Oignon médiéval : au Moyen-âge, les chaussures très pointues et à la mode ont déformé les pieds des Européens
Un engouement pour certaines formes de chaussures au XVe siècle, qui a balayé l’Europe, a laissé des traces sur les squelettes des personnes qui vivaient à cette époque. Des archéologues britanniques ont récemment attribué une épidémie d’oignons trouvée sur près de 200 squelettes à un style de chaussures populaire à long bout pointu.

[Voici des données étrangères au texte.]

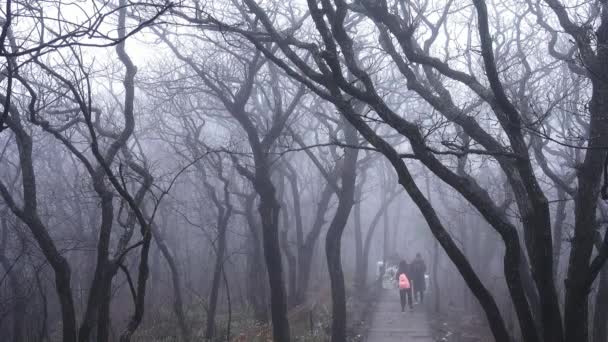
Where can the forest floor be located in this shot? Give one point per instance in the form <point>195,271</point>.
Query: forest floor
<point>457,326</point>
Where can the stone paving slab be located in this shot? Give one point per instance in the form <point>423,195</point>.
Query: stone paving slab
<point>389,324</point>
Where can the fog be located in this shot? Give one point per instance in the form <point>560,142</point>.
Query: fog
<point>248,170</point>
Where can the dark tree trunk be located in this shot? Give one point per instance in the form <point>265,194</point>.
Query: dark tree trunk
<point>178,305</point>
<point>600,316</point>
<point>215,285</point>
<point>256,287</point>
<point>585,201</point>
<point>269,212</point>
<point>333,240</point>
<point>306,250</point>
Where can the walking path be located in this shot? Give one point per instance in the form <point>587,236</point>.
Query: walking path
<point>389,324</point>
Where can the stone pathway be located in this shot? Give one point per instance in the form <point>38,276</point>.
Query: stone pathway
<point>389,324</point>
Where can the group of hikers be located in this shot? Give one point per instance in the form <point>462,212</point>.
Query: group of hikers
<point>410,279</point>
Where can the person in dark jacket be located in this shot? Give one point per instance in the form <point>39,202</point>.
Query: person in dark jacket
<point>404,293</point>
<point>417,271</point>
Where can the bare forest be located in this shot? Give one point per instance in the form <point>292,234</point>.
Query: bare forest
<point>267,170</point>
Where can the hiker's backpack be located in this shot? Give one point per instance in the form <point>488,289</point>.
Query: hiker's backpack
<point>404,283</point>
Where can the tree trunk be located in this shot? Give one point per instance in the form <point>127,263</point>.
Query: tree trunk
<point>600,316</point>
<point>269,212</point>
<point>333,240</point>
<point>215,285</point>
<point>589,177</point>
<point>178,305</point>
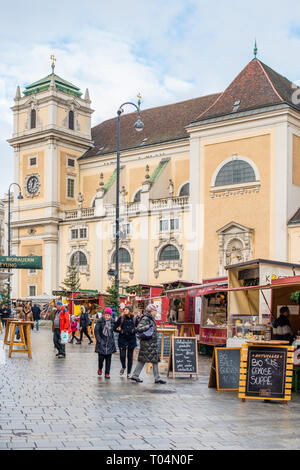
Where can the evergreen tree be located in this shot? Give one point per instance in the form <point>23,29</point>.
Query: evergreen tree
<point>71,282</point>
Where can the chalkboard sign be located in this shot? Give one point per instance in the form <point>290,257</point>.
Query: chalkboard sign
<point>167,345</point>
<point>184,356</point>
<point>266,372</point>
<point>225,369</point>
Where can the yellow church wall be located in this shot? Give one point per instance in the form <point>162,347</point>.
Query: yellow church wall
<point>296,160</point>
<point>22,118</point>
<point>26,170</point>
<point>42,115</point>
<point>29,247</point>
<point>251,210</point>
<point>63,172</point>
<point>294,244</point>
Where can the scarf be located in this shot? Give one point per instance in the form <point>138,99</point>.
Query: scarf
<point>107,328</point>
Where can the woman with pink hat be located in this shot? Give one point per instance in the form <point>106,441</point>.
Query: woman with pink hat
<point>147,332</point>
<point>105,341</point>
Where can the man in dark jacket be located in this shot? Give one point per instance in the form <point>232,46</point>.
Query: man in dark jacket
<point>36,312</point>
<point>281,326</point>
<point>148,347</point>
<point>105,341</point>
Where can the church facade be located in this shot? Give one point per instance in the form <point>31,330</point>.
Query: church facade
<point>209,182</point>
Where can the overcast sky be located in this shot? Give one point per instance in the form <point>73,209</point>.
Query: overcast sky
<point>168,50</point>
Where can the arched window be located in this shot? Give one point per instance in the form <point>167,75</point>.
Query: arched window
<point>137,196</point>
<point>33,119</point>
<point>169,252</point>
<point>78,259</point>
<point>185,190</point>
<point>124,256</point>
<point>234,172</point>
<point>71,120</point>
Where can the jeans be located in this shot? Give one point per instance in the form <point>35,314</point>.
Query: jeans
<point>84,330</point>
<point>61,348</point>
<point>107,358</point>
<point>129,358</point>
<point>139,368</point>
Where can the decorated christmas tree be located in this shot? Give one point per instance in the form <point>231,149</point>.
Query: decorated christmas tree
<point>71,282</point>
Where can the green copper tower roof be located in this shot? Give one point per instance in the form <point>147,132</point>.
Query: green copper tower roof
<point>60,83</point>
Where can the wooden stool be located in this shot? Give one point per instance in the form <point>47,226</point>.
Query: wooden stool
<point>7,330</point>
<point>186,326</point>
<point>25,337</point>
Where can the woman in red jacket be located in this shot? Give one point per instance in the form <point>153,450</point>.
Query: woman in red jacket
<point>61,322</point>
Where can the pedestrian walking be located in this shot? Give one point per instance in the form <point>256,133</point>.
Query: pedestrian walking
<point>147,331</point>
<point>85,322</point>
<point>126,327</point>
<point>60,323</point>
<point>74,328</point>
<point>36,312</point>
<point>105,341</point>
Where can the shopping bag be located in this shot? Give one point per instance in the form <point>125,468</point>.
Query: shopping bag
<point>64,337</point>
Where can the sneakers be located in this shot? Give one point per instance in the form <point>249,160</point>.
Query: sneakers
<point>136,379</point>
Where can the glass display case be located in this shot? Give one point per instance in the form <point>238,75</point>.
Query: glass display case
<point>214,310</point>
<point>245,327</point>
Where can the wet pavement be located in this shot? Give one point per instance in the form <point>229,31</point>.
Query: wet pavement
<point>51,403</point>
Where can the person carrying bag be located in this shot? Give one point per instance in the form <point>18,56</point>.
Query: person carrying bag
<point>147,332</point>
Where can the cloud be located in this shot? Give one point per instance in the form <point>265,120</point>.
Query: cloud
<point>168,51</point>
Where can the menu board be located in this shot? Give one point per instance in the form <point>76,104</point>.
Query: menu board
<point>167,345</point>
<point>225,369</point>
<point>266,372</point>
<point>184,356</point>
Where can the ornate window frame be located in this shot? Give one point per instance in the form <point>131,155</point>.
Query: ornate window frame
<point>174,265</point>
<point>236,188</point>
<point>124,267</point>
<point>85,269</point>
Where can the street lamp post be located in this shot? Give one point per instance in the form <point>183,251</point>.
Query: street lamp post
<point>8,235</point>
<point>139,126</point>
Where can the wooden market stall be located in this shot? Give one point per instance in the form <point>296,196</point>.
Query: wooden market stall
<point>250,297</point>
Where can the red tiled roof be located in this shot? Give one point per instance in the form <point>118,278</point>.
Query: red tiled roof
<point>256,86</point>
<point>162,124</point>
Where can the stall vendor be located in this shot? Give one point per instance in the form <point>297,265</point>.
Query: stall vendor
<point>281,326</point>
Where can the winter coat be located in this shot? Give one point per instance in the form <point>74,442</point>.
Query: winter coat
<point>149,347</point>
<point>104,344</point>
<point>36,311</point>
<point>282,329</point>
<point>64,320</point>
<point>127,338</point>
<point>85,320</point>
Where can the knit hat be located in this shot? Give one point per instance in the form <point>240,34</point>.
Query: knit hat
<point>108,311</point>
<point>151,308</point>
<point>129,308</point>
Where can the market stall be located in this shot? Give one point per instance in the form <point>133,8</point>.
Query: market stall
<point>250,297</point>
<point>205,306</point>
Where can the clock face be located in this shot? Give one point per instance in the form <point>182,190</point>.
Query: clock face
<point>33,185</point>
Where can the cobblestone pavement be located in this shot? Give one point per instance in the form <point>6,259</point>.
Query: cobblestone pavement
<point>51,403</point>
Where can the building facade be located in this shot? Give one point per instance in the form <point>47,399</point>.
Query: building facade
<point>209,182</point>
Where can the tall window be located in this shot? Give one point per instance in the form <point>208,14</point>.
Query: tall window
<point>137,196</point>
<point>185,190</point>
<point>71,188</point>
<point>78,259</point>
<point>168,253</point>
<point>71,120</point>
<point>33,119</point>
<point>234,172</point>
<point>124,256</point>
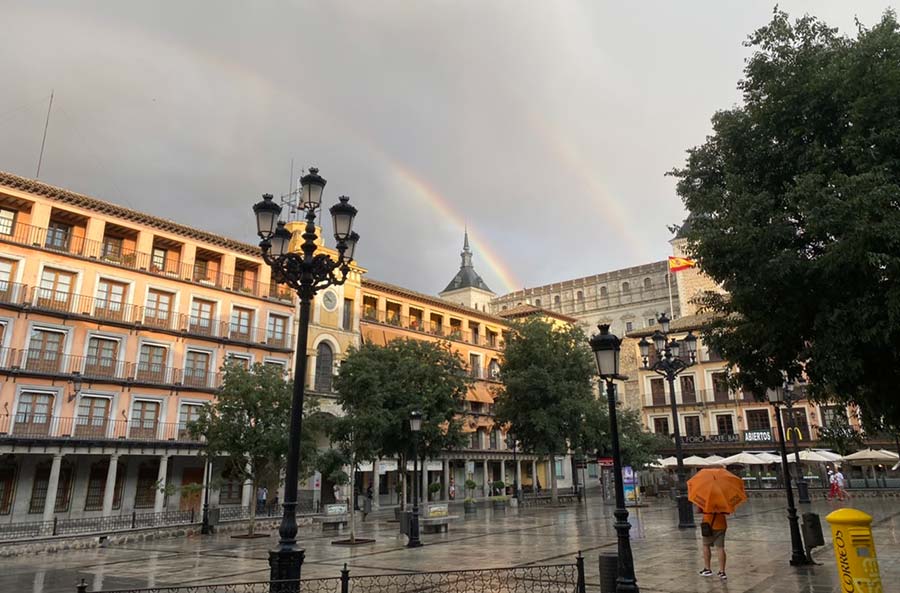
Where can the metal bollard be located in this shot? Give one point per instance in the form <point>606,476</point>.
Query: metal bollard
<point>609,571</point>
<point>854,550</point>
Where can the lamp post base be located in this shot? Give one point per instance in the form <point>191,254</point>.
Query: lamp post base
<point>285,565</point>
<point>685,513</point>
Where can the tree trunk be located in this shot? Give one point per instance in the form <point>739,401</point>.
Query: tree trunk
<point>252,524</point>
<point>352,505</point>
<point>551,467</point>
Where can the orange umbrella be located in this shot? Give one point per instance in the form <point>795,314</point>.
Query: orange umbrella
<point>716,490</point>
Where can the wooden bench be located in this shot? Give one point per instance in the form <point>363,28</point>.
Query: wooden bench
<point>335,517</point>
<point>437,518</point>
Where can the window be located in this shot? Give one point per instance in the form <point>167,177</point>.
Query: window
<point>152,364</point>
<point>347,319</point>
<point>475,365</point>
<point>276,333</point>
<point>658,392</point>
<point>34,413</point>
<point>720,387</point>
<point>93,415</point>
<point>103,358</point>
<point>692,426</point>
<point>187,414</point>
<point>324,367</point>
<point>58,235</point>
<point>146,486</point>
<point>201,317</point>
<point>110,299</point>
<point>45,351</point>
<point>7,220</point>
<point>158,259</point>
<point>41,484</point>
<point>559,469</point>
<point>661,425</point>
<point>242,360</point>
<point>757,419</point>
<point>97,486</point>
<point>725,423</point>
<point>144,418</point>
<point>493,368</point>
<point>55,289</point>
<point>688,391</point>
<point>241,323</point>
<point>196,369</point>
<point>8,472</point>
<point>112,248</point>
<point>7,277</point>
<point>158,311</point>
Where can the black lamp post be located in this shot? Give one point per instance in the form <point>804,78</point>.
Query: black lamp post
<point>670,365</point>
<point>798,554</point>
<point>512,442</point>
<point>205,527</point>
<point>415,425</point>
<point>307,273</point>
<point>606,348</point>
<point>794,432</point>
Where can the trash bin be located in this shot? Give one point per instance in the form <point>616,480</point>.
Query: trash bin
<point>609,571</point>
<point>812,531</point>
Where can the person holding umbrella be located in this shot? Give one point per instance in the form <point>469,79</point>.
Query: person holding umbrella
<point>717,492</point>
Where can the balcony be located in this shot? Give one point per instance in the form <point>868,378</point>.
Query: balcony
<point>93,428</point>
<point>32,236</point>
<point>53,364</point>
<point>415,323</point>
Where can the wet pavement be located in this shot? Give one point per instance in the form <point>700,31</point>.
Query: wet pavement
<point>667,559</point>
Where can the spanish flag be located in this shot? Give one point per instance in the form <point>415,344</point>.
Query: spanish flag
<point>676,264</point>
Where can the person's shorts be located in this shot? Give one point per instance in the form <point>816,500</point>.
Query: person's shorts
<point>717,539</point>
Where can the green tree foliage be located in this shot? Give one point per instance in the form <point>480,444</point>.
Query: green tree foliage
<point>795,212</point>
<point>546,391</point>
<point>248,425</point>
<point>379,386</point>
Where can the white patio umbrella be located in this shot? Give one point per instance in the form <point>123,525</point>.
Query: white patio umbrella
<point>769,457</point>
<point>743,458</point>
<point>871,456</point>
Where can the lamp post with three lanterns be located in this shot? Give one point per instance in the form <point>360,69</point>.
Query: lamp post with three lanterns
<point>670,365</point>
<point>307,273</point>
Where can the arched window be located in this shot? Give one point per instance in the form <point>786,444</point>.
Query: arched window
<point>324,366</point>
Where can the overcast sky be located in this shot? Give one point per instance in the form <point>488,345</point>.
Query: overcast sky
<point>546,126</point>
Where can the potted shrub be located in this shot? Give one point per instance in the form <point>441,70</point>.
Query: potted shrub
<point>433,490</point>
<point>499,501</point>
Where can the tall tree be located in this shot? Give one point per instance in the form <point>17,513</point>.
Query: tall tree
<point>545,393</point>
<point>379,386</point>
<point>248,425</point>
<point>794,210</point>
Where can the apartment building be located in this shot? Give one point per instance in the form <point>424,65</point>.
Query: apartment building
<point>114,326</point>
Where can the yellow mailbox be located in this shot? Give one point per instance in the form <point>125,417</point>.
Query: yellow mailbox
<point>854,550</point>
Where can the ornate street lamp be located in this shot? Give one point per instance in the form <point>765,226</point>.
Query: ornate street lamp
<point>415,425</point>
<point>798,554</point>
<point>669,366</point>
<point>307,273</point>
<point>606,347</point>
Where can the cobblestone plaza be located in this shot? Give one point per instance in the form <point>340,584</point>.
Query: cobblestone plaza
<point>667,560</point>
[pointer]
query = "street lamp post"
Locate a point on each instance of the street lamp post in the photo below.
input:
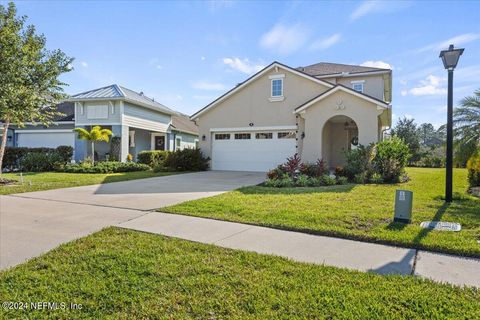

Image d’entête : une paire de poulaines du 15e siècle, conservée au Musée des beaux-arts de Boston, aux États-Unis. (Université de Cambridge)
Les oignons, ou hallux valgus, sont des renflements qui apparaissent sur le côté du pied lorsque le gros orteil se penche vers les autres orteils et que le premier os métatarsien pointe vers l’extérieur. Des études suggèrent que des facteurs tels que la génétique prédisposent probablement certaines personnes à cette déformation, mais on pense que les talons hauts et les chaussures pointues peuvent exacerber le problème ou accélérer son développement.
Hallux valgus. (Université de Cambridge)
De nouvelles recherches révèlent que les adeptes de la mode médiévale l’ont peut-être découvert à leurs dépens.
Les chaussures en forme de panais, connues sous le nom de poulaines, se sont répandues en Grande-Bretagne au 14e siècle, et ont fini par atteindre des longueurs absurdes. En 1394, un moine d’Evesham a noté que certaines personnes portaient des chaussures à bouts pointus « d’un demi-mètre de long, il était donc nécessaire de les attacher au tibia avec des chaînes d’argent avant de pouvoir marcher avec ».
Les solerets (pièces d’armure protégeant le pied) en poulaine de Maximilien Ier (1485). (Wikimedia)
Mais la mode devient litigieuse. En 1463, Édouard IV restreint la longueur des pointes pour toute personne n’ayant pas le rang de lord à moins de 5 cm dans Londres sous peine d’une amende pour chaque infraction.
Dans une étude publiée récemment (lien plus bas), des chercheurs de l’université de Cambridge rapportent comment ils ont analysé les restes de 177 adultes, dont tous avaient au moins un premier métatarsien présent, provenant de quatre cimetières de Cambridge, dont un cimetière paroissial rural, un couvent augustinien à l’intérieur de la ville et un hôpital.
Les restes de nombreux individus mis au jour sur l’ancien site de l’hôpital de Saint-Jean l’Évangéliste à Cambridge. (Université de Cambridge)
L’équipe a constaté que 31 des individus, dont 20 hommes, présentaient des signes squelettiques d’oignons. L’analyse des restes qui ont pu être datés a révélé que les oignons étaient nettement plus répandus aux 14e et 15e siècles, 19 individus sur 71 présentant cette affection, contre trois sur 52 aux 11e-13e siècles.
L’étude ne peut pas prouver que les oignons ont été engendrés par les poulaines. Toutefois, les chercheurs ont constaté que les oignons étaient plus fréquents chez les citadins et en particulier chez les personnes enterrées au couvent, qui auraient compté des membres du clergé et des laïcs aisés.
Bien que l’on ait pu s’attendre à ce que ces derniers adoptent les tendances de la mode, Mitchell a déclaré que tous les membres du clergé ne se seraient pas habillés sobrement. Certains voulaient se distinguer et portaient donc des gants en velours ou des chaussures voyantes, les chercheurs précisant que le clergé était souvent aisé.
Qui plus est, il semble que les personnes âgées affligées d’oignons étaient plus susceptibles d’avoir eu des fractures résultant probablement d’une chute que les personnes sans hallux valgus.
L’étude publiée dans l’International Journal of Paleopathology : Fancy shoes and painful feet: Hallux valgus and fracture risk in medieval Cambridge, England et présentée sur le site de l’Université de Cambridge : Fashion for pointy shoes in medieval Britain unleashed a plague of bunions.